A popular technique to deal with the sparse data is chunking [33]. The full cube (array) is chunked into small pieces called cuboids. For a non-empty cell, a(OffsetInChunk,data) pair is stored. Zhao et. al. describe a single pass, multi-way algorithm that overlaps the different group-by computations to minimize the memory requirement. The authors also give a lower-bound for the memory which is required by the minimal memory spanning tree (MMST) of the optimal dimension order (which increases with the domain sizes of these dimensions). Their performance evaluations show that a MOLAP server using an appropriate chunk-offset compression algorithm is much faster than most ROLAP servers. However, if there is not enough memory to hold the MMST, several passes over the input data are needed. In the first read-write pass, data is partitioned. In the second read-write pass, the partitions are clustered further into chunks. Additional passes may be needed to compute all aggregates in the MMST execution plan. In this case, the initialization time may be prohibitively large. In addition, since the materialized views reside on disk, answering OLAP queries may require multiple disk I/Os.

To address the scalability problem of MOLAP, Goil and Choudhary proposed a parallel MOLAP infrastructure called PARSIMONY [10, 11]. Their algorithm incorporates chunking, data compression, view optimization using a lattice framework, as well as data partitioning and parallelism. The chunks can be stored as multi-dimensional arrays or (OffsetInChunk,data) pairs depending on whether they are dense or sparse. The OffsetInChunk is bit-encoded (BESS). However, like other MOLAP implementations, the algorithm still suffers from high I/O costs during aggregation because of frequent paging operations that are necessary to access the underlying data.

In general, ROALP is more scalable in terms of the data size, while MOLAP has better performance when the number of dimensions is small. However, the decision of whether to use ROLAP or MOLAP does not only depend on the original data size but also the data volume which is defined as the product of the cardinalities. To illustrate our point, consider a database with 50 billion records and three dimensions each having 100 values. Suppose that each row needs 4*4 bytes (assuming an integer uses 4 bytes and the table has one measure), then the data size is 16*50*109 = 800GB but the data volume is 100*100*100 = 1M. In this case, MOLAP would be a better choice.

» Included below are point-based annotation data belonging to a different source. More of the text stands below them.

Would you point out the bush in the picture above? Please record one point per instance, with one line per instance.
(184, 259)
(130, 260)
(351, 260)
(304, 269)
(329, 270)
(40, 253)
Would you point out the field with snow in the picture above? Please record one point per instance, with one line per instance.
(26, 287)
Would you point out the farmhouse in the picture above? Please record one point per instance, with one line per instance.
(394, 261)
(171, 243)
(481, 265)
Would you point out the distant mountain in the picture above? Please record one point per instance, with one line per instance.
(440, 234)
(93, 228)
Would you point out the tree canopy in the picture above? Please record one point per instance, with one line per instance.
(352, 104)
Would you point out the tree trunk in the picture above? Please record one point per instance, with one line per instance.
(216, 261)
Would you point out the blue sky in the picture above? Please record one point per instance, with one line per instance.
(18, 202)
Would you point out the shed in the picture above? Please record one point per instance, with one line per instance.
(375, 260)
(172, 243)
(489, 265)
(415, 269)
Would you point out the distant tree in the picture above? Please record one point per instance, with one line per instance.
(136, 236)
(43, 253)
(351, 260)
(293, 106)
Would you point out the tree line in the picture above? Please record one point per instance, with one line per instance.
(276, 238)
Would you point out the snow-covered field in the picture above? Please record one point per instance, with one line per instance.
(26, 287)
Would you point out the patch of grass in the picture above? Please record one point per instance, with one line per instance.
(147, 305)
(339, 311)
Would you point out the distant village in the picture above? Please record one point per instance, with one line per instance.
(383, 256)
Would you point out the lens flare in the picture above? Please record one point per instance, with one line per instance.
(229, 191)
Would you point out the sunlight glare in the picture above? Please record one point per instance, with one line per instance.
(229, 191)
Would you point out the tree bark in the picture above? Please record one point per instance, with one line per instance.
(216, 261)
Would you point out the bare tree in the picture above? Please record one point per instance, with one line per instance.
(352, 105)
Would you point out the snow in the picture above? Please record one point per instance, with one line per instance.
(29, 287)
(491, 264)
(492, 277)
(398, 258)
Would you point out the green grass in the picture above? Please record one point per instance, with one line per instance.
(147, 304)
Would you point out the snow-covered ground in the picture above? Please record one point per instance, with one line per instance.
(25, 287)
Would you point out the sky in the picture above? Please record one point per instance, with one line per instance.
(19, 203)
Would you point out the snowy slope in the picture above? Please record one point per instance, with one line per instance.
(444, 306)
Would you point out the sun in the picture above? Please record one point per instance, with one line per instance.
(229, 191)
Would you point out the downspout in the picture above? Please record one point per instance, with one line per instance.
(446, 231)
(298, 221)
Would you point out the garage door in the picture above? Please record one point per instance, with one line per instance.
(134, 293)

Arbor software's Essbase [3], Oracle Express [27] and Pilot LightShip [28] are based on MOLAP technology. The latest trend is to combine ROLAP and MOLAP in order to take advantage of the best of both worlds. For example, in PARSIMONY, some of the operations within sparse chunks are relational while operations between chunks are multidimensional.

2.3. Work on Indexing

Specialized index structures are another way to improve the performance of OLAP queries. The use of complex index structures is made possible by the fact that the data warehouse is a “read-mostly” environment in which updates are performed in large batch processes. This allows time for reorganizing the data and indexes to a new optimal clustered form.

When the domain sizes are small, a bitmap index structure [26] can be used to help speed up OLAP queries. A bitmap index for a dimension with m values generates m bitmaps (bit vectors) of length N, where N is the number of records in the underlying table. To initialize a bitmap index on a particular attribute (dimension) of a table, we set the bits in each bitmap as follows: for each record we indicate the occurrence of a particular value with a 1 in the same row of the bitmap that represents the value; the bits in all other bitmaps for this row will be set to 0.

Bitmap indexes use bit-wise logical AND, OR, NOT operations to speed up the computation of the where-clause predicates in queries. However, simple bitmap indexes are not efficient for large-cardinality domains and large range queries. In order to overcome this deficiency, an encoded bitmap scheme has been proposed [5]. Suppose a dimension has 1,024 values. Instead of using 1,024 bit vectors most rows of which are zero, log 1024 = 10 bit vectors are used plus a mapping table, and a Boolean retrieve function. A well-defined encoding can reduce the complexity of the retrieve function thus optimizing the computation. However, designing well-defined encoding algorithms remains an open problem.

Bitmap schemes are a powerful means to evaluate complex OLAP queries when the number of records is small enough so that the entire bitmap fits into main memory. If not all of the bitmaps fit into memory (e.g., when the number of records is large), query processing will require many I/O operations. Even when all the bitmaps fit into memory, the runtime of an algorithm using bitmap indexes is proportional to the number of records in the table. Later in the paper, we show that the runtime of a bitmap-based algorithm is much larger than the runtime of CUBIST which has a worst-case runtime proportional to the number of dimensions of the data cube.